Architecture is one of your greatest assets. If it’s so important, you likely would like to check it. So, how should you check your architecture?
Testing, pair programming and code reviewing are the proposed means to approach this problem. However, testing is only concerned with the functional side of a system, and thus, it is insufficient for capturing structural contracts. Pair programming and reviewing work well in the small, but they do not scale when you need to handle the millions of details entailed in modern systems.
Systems are data, and the only way to deal with large data is through tools. A common way of approaching the structure of the system is through standard checkers, such as FindBugs or Checkstyle. These are fine tools, but when they are left to only check standard idioms, the specifics of your architecture, which is where the main value resides, remain unverified.
In this talk, we show a different way: given that value is contextual, the only viable solution is via custom tools to extract the relevant information. Who should build these tools? Engineers. When should they build these tools? During development.

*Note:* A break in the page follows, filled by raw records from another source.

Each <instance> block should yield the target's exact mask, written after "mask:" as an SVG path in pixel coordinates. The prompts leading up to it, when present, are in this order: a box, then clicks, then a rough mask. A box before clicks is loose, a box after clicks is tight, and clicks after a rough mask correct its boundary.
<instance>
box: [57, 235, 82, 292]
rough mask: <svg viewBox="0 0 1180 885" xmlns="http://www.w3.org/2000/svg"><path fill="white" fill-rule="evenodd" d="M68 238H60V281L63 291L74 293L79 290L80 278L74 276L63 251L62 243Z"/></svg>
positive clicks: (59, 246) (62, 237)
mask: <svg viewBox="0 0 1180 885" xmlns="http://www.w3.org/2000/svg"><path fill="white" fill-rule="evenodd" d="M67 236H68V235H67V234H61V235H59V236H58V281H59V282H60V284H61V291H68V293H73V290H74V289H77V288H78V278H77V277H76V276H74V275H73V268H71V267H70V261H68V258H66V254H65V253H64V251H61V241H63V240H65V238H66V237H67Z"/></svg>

To exemplify how this can work in practice, we show multiple cases of querying, visualizing and browsing systems to help guide coarse and fine grained decisions.
And, one more thing: your system is not just code. Configuration is part of it. The deployment infrastructure is part of it. Logs are part of it. Even the DB is part of it. It’s all data and you should be prepared to check it. Because it matters.
All examples from this talk make use of the Moose analysis platform. The goal is to show how we can approach a wide variety of situations only using a small set of tools and techniques. Thus, the promise is that the investment on learning how to craft tools does not have to be extensive and can be leveraged quickly.